Fresh AsparagusDirections:

  • Cook quinoa: place quinoa in a 2 quart saucepan with 1 1/3 cups water and a pinch of salt. Cover and bring to a boil. Reduce heat to low and cook until all the water is absorbed. Remove from heat and let rest, covered, for 10 minutes. Remove from pan, fluff with a fork and allow to cool.
  • Lay asparagus in a 12” skillet just covered with cold water. Place over high heat and cook until the water just comes to a simmer and asparagus is still crisp tender. Remove asparagus to an ice bath – half ice and half water – and let cool, about 5 minutes. Drain, pat dry and slice into thin rounds.
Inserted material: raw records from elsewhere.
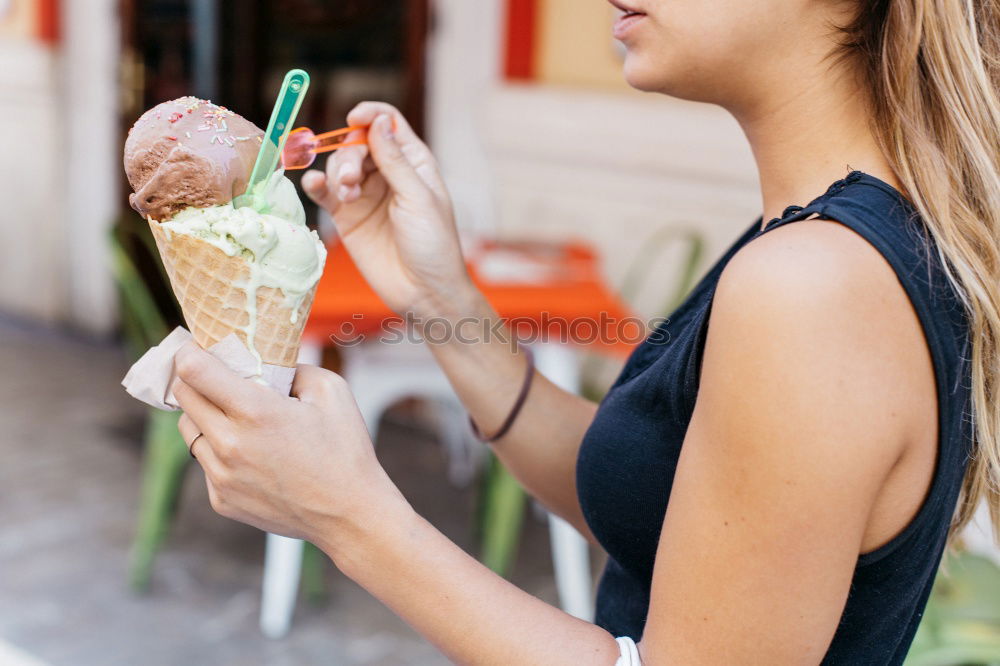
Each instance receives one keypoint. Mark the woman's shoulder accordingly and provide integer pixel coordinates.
(819, 263)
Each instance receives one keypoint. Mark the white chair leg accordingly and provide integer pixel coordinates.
(570, 555)
(282, 568)
(283, 556)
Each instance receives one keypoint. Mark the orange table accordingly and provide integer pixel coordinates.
(566, 296)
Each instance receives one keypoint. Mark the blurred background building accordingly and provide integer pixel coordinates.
(521, 100)
(538, 136)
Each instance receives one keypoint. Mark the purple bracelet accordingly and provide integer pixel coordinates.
(522, 397)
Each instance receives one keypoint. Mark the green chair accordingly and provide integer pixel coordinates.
(166, 455)
(502, 500)
(961, 625)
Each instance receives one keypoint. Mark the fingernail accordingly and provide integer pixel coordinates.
(309, 179)
(385, 126)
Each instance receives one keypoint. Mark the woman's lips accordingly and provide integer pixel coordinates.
(626, 24)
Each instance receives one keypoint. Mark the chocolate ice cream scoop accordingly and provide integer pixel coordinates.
(188, 152)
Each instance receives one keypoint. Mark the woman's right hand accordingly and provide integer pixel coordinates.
(394, 216)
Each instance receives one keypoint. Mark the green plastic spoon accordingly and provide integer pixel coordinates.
(286, 107)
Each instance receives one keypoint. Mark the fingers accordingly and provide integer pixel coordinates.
(391, 162)
(200, 447)
(187, 429)
(213, 384)
(315, 385)
(365, 113)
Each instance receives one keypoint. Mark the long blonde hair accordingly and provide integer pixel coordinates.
(932, 68)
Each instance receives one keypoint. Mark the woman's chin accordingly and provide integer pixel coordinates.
(641, 76)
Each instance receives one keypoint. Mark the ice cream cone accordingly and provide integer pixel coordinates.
(211, 289)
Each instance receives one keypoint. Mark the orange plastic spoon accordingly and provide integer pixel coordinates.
(302, 145)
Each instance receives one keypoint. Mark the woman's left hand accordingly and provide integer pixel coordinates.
(295, 466)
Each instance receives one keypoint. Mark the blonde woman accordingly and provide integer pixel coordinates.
(775, 479)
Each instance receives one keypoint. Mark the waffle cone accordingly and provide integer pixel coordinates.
(208, 285)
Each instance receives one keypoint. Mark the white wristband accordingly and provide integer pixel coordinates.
(629, 652)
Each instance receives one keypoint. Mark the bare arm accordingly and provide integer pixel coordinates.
(780, 473)
(394, 215)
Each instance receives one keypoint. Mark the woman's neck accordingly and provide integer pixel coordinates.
(806, 137)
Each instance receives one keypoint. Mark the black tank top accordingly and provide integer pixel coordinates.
(629, 455)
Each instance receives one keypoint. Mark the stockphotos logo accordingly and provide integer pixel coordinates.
(548, 328)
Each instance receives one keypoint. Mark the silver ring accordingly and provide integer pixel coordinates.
(191, 445)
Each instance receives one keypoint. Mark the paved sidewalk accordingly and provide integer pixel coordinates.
(69, 470)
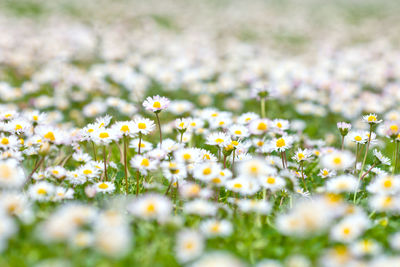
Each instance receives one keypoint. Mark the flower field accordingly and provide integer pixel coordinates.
(200, 133)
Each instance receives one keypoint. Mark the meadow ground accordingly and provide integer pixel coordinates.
(199, 133)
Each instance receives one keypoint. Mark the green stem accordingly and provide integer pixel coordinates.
(105, 162)
(159, 127)
(262, 107)
(94, 151)
(126, 164)
(140, 142)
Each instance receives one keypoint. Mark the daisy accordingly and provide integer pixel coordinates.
(103, 122)
(144, 164)
(11, 174)
(206, 155)
(272, 182)
(257, 206)
(143, 125)
(239, 131)
(213, 228)
(281, 144)
(206, 171)
(371, 119)
(350, 228)
(81, 157)
(41, 191)
(337, 160)
(200, 207)
(104, 136)
(105, 187)
(18, 126)
(280, 125)
(385, 184)
(385, 203)
(302, 155)
(219, 139)
(189, 190)
(124, 128)
(222, 177)
(344, 128)
(259, 126)
(89, 171)
(189, 245)
(144, 145)
(174, 170)
(365, 247)
(380, 159)
(358, 137)
(342, 183)
(325, 173)
(243, 186)
(151, 206)
(156, 103)
(50, 134)
(62, 193)
(248, 117)
(187, 155)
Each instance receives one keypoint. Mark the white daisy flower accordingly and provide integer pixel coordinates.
(156, 103)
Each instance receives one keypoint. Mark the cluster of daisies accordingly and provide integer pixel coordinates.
(213, 167)
(223, 169)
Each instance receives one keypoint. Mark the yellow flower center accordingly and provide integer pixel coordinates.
(216, 180)
(104, 135)
(5, 171)
(207, 171)
(372, 118)
(346, 231)
(280, 142)
(87, 171)
(103, 186)
(271, 180)
(262, 126)
(41, 191)
(337, 160)
(237, 185)
(215, 228)
(189, 245)
(50, 136)
(219, 140)
(4, 141)
(156, 104)
(145, 162)
(142, 125)
(151, 208)
(125, 128)
(387, 184)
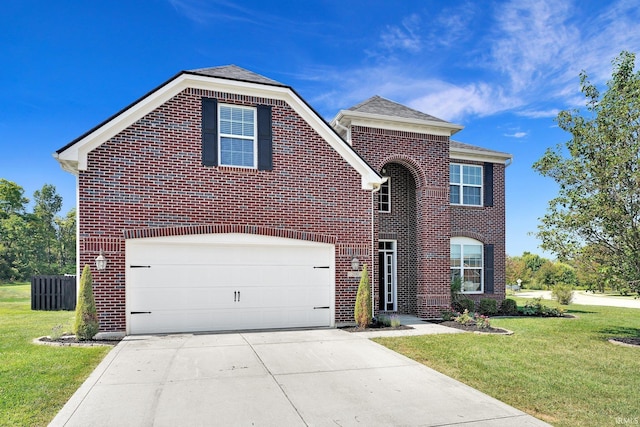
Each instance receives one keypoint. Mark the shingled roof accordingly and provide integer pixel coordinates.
(234, 72)
(385, 107)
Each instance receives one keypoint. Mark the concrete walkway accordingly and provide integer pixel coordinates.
(586, 298)
(324, 377)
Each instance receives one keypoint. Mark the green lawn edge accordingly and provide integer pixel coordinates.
(36, 380)
(560, 370)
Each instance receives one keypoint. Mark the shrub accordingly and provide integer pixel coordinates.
(482, 322)
(563, 293)
(488, 307)
(536, 308)
(464, 318)
(86, 324)
(447, 315)
(509, 307)
(464, 304)
(383, 319)
(362, 312)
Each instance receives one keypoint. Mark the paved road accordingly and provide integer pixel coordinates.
(584, 298)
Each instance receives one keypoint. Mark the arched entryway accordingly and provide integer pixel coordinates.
(397, 245)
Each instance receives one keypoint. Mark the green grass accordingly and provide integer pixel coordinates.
(560, 370)
(35, 380)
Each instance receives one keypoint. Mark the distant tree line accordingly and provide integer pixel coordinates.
(583, 271)
(36, 241)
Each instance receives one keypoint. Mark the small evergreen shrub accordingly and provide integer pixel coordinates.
(535, 307)
(385, 320)
(488, 307)
(395, 321)
(465, 304)
(464, 318)
(362, 312)
(482, 322)
(563, 293)
(86, 324)
(447, 315)
(509, 307)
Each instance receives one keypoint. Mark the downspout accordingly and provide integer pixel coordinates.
(344, 128)
(373, 247)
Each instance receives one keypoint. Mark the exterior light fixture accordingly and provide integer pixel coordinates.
(101, 262)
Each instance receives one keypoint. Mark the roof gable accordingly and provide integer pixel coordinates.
(235, 73)
(381, 113)
(382, 106)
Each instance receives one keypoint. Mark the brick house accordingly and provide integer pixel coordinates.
(221, 200)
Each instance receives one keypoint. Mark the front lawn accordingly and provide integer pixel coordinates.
(36, 380)
(560, 370)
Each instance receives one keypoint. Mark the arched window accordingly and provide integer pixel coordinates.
(467, 263)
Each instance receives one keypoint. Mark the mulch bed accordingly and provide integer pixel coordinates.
(628, 341)
(375, 328)
(471, 327)
(72, 341)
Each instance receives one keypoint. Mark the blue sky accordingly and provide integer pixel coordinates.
(502, 69)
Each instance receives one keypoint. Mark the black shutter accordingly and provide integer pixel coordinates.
(488, 269)
(488, 184)
(265, 149)
(209, 132)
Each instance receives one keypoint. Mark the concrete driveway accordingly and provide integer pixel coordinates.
(284, 378)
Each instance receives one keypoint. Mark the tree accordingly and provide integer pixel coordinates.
(47, 204)
(362, 312)
(12, 200)
(86, 323)
(598, 173)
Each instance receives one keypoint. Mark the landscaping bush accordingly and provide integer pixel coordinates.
(362, 312)
(86, 324)
(536, 308)
(563, 293)
(447, 315)
(488, 307)
(463, 304)
(509, 307)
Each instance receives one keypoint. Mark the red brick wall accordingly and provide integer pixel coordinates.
(150, 176)
(486, 224)
(427, 158)
(400, 225)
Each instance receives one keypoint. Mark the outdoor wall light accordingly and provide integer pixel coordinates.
(101, 261)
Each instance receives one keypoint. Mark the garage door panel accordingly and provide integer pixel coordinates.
(164, 254)
(208, 284)
(149, 299)
(160, 276)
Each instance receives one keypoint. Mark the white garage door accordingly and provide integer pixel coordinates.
(217, 282)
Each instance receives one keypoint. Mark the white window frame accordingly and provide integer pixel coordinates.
(461, 185)
(253, 139)
(385, 186)
(466, 242)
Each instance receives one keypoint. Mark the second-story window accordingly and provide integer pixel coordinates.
(465, 184)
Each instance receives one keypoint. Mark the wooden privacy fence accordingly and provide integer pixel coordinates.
(53, 293)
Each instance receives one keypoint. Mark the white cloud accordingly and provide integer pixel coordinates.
(528, 64)
(403, 37)
(516, 135)
(539, 114)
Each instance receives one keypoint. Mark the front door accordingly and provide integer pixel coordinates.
(387, 274)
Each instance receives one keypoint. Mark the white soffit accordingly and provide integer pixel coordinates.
(432, 127)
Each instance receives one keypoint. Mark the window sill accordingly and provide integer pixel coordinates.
(238, 169)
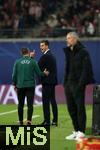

  • Make vinaigrette: Place garlic on a cutting board, sprinkle with coarse salt and mash into a paste with the flat side of a knife.
  • Place garlic paste in medium bowl and whisk together with vinegar and mustard. Drizzle in oil, while whisking, to form a creamy emulsion.
  • Chop herbs roughly leaving them in large pieces – about 1/2”.
  • Mix together cooked quinoa, asparagus, crumbled feta and fresh herbs.
  • Taste salad with vinaigrette, season vinaigrette to taste balancing the flavor of the oil and vinegar and dress the salad.